We need more investment in: understanding how to manage these pressures; better services; and research to ensure resources are allocated efficiently. However, news of cuts in services for young people (including on early intervention, on education and in helping families give children a good start) do not offer comfort that support to improve the mental wellbeing of children and young people is being valued. These investments could be crucial in preventing further social care or mental health needs developing.
I am an optimist (mostly) and I try to hold a balanced view of opportunities and risks. I am so impressed by young people that I meet, and have faith in their determination and abilities. We have to balance a risk-driven perspective (for example, educating young people about risks from other people), with a more positive view (such as helping people to develop good relationships and adopting positive roles in society).
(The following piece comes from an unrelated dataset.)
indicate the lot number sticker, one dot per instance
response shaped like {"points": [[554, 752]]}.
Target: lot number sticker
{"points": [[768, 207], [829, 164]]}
As an example, young people and the effects of social media is a topic that is often portrayed in a negative light, but, as this briefing from the Centre for Mental Health highlights, there is also evidence of benefits for young people and their mental health. It is encouraging that people are discussing a more focused understanding of where problems are inherent in technology and where the problems may lie in our wider social experience with unhealthy links to technology being a symptom (see for example this blog by Martin Webber).
There are many topics I haven’t been able to cover here, which I know are vital to enhancing the role of social care in mental health, especially for young people. I would like to have discussed peer workers and social prescribing as non-medical means of delivering support, potentially through a social care system. How we can ensure a good start for all young people, address income inequalities (see the recent Mental Elf blog on this), and manage inequalities in life expectancy are some of the other topics at the top of this long list. I’d be pleased to hear from readers on these topics and others, in connection with social care research and mental health; I encourage you to share your thoughts in the comments section below, or to participate in the discussion on the Social Care Elf Twitter and Facebook.
Conflict of interest
I have no conflicts of interest. I am very grateful to colleagues for discussions that helped inform this blog, especially Professor Martin Webber at the University of York, Dr. Brynmor Lloyd-Evans at University College London, and colleagues at Research into Practice for Adults, but the blog reflects my views and not necessarily theirs.
NIHR Dissemination Centre (2018). Themed review: Forward thinking. Research on support for people with severe mental illness (PDF). Published Mar 2018. Accessed online 09 Oct 2018.